I’m encountering an issue with the vision API regarding the handling of multiple images.

For example, when submitting two image URLs and requesting descriptions, I’m able to coax it into mostly returning a valid JSON list of descriptions. However, it’s unclear whether the descriptions are returned in the same order as the URLs provided. This ambiguity prevents me from confidently mapping returned_image_descriptions[0] to the first image URL, and returned_image_descriptions[1] to the second. Has anyone else experienced this, and is there a way to ensure the responses correspond deterministically to the order of the submitted image URLs?

I’ve tried making it return a JSON list of objects with a schema like:

{  "$schema": "",
  "type": "object",
  "properties": {
    "url": {
      "type": "string"
      "format": "uri"
    "description": {
      "type": "string"
  "required": [

But the url fields end up with made-up URLs rather than the actual image urls providing in the request.
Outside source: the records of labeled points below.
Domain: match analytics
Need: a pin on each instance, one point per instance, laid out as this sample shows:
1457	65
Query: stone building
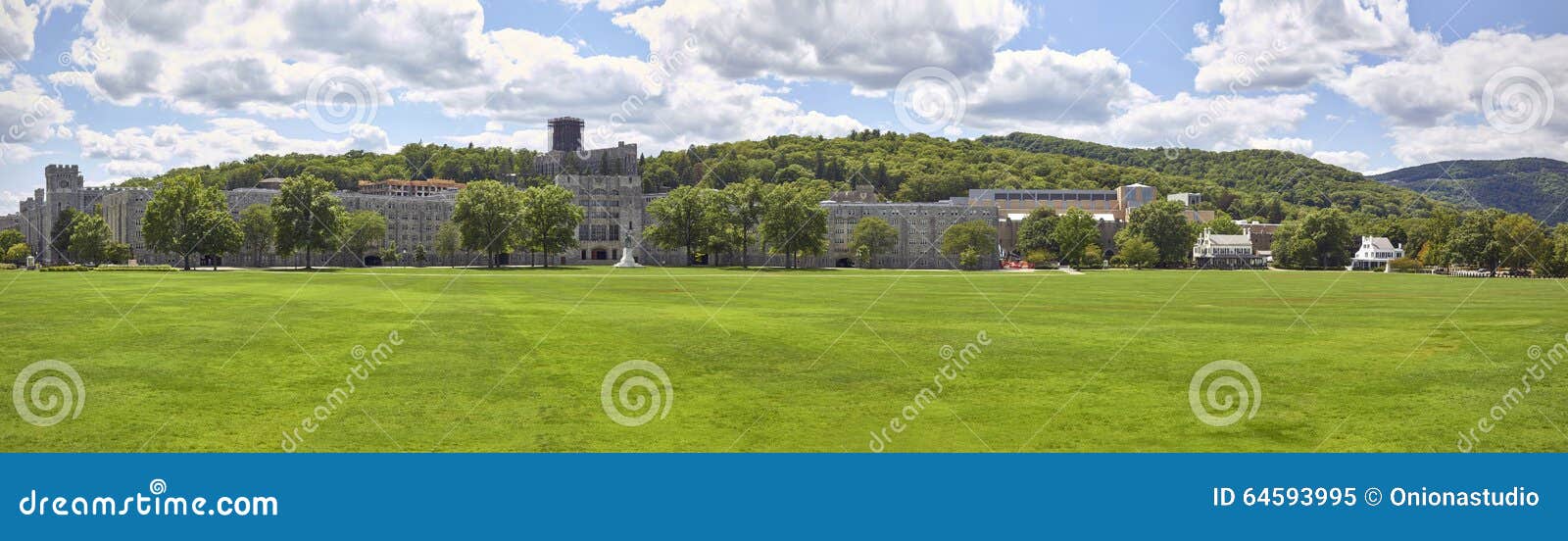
919	224
612	206
63	188
416	188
Hi and welcome to the Developer Forum!

Best of at this state using a simple image per call, and personally I’d cache the image locally and upload it in base64 format.

Yeah you can’t map input with output. The model does not have any access to meta data.

However the solution i found was to just add a black bar to the bottom with the name of the image. This way it will return the name of the image with what ever description you want. But you have to tell the model about it obviously.

1 Like

Lol, that’s a great workaround. Thanks for sharing.

As time passed by, is there any other solution to the problem?